Vous raconter la vie de ce palace vert, son histoire, ses légendes, son attrait et ses charmes, qui pourrait le faire ? Qui sait l’aura de ces sous-bois obscurs, ésotériques, vénérables et sans âge ? Qui pourrait vous conter ses terreurs et ses drames ? Je ne le saurais pas.
Aujourd’hui je le vois, comme à tous mes printemps. Tel qu’il est.
Je vous dirai alors que c’est un fouillis d’arbres, d’arbustes et d’arbrisseaux, de graminées, de plantes vivaces à foison, de floraison diverse, étalée dans l’espace et le temps...
J’en connais quelques-uns :
- l’arbousier (arbutus unedo, arbitru, albitru) arbre aux fraises, toujours vert, aux fruits rouges et sucrés, dont la distillation donne une eau de vie délicieuse ;
- le houx épineux (heuphorbe corse - caracutu) aux feuilles larges et piquantes ;
- le ciste à fleurs roses ou blanches (cistus, muchju), à l’odeur d’immortelle et de miel ;
- le lentisque (pistaccia lentiscus, listincu), à la senteur si particulière;
- le myrte (myrtus comunis, murta) aux fleurs blanches, aux fruits noir, au bois aromatique tel celui du lentisque, dont le fruit l’aise une très savoureuse et exquise liqueur ;
- la bruyère rose ou blanche (erica arborea, scoppa) dont la souche (tamma) a été la matière première des ébauchons de pipes et dont l’espèce feminiccia (bruyère femelle des zones humides) excellait à faire nos balais, a scopa di Minnana ;
- le genévrier nain (juniperus, ghjneparu), aux fruits âpres et d’essence grisante ;
- l’asphodèle au long thyrse (talaveddu, tarabucchiulu ou candelu), cierges de nos processions, dont on distillait parfois les bulbes ;
- l’aubépine (prunalbellu),il assagit le cœur ; le genêt corse (córa ou coria), jaune d’or; le chèvrefeuille (caprifoglu), hôte des papillons ; les lauriers (orifogliu), à savoir !

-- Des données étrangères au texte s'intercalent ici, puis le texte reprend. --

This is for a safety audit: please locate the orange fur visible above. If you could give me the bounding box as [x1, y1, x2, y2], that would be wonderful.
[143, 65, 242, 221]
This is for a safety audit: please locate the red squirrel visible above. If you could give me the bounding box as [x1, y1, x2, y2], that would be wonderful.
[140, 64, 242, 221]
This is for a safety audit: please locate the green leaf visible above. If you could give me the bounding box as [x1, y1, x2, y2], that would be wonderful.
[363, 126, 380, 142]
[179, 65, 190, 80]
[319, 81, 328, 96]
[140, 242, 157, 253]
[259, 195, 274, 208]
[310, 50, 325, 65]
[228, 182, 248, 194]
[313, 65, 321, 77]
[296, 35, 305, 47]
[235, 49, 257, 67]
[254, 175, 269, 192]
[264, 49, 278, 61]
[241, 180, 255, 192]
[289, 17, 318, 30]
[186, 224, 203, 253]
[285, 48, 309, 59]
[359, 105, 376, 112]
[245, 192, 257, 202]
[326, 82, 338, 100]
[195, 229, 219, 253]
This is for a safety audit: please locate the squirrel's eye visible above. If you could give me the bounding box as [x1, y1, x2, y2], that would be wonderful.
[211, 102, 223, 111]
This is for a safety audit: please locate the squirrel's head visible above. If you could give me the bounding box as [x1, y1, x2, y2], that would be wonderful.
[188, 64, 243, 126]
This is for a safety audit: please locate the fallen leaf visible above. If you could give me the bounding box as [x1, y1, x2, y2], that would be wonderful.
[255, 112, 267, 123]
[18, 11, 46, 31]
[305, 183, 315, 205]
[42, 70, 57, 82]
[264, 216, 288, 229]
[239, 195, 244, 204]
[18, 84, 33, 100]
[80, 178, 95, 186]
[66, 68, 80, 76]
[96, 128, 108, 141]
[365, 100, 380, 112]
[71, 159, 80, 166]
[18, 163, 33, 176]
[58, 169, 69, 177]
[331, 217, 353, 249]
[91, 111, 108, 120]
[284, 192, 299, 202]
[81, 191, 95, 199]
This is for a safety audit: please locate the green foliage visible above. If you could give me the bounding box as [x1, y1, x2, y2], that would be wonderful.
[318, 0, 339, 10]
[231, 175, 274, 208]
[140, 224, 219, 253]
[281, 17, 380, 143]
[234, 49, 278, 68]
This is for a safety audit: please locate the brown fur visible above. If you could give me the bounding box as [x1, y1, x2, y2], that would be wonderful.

- l’alaterne (alapea); la clématite (vitalba); la férule (ferula), terreur des écoliers ; la lavande (lavandula), si parfumée; la ronce (lamaghja ou tangu) de la famille des Rosacées (Rubus) dont le fruit, a Mura faisait nos délices d’enfant ;
- la fougère (filetta), magique est la fleur à qui la découvre; l’hellébore (abatela, nocca), aux vertus purgatives; la menthe de Requiem (menta minuta ou mintrastella) odorante et précieuse ;
- la calament nepeta (nepita),aromatique mentholée , très prisée dans nos cuisines;
- a muredda, murzella ou murzedda, notre immortelle, entêtante et si belle - d’à uscià u purceddu ;
- le thym corse (arba barona, reghjna di U Cusció) et combien d'autres ?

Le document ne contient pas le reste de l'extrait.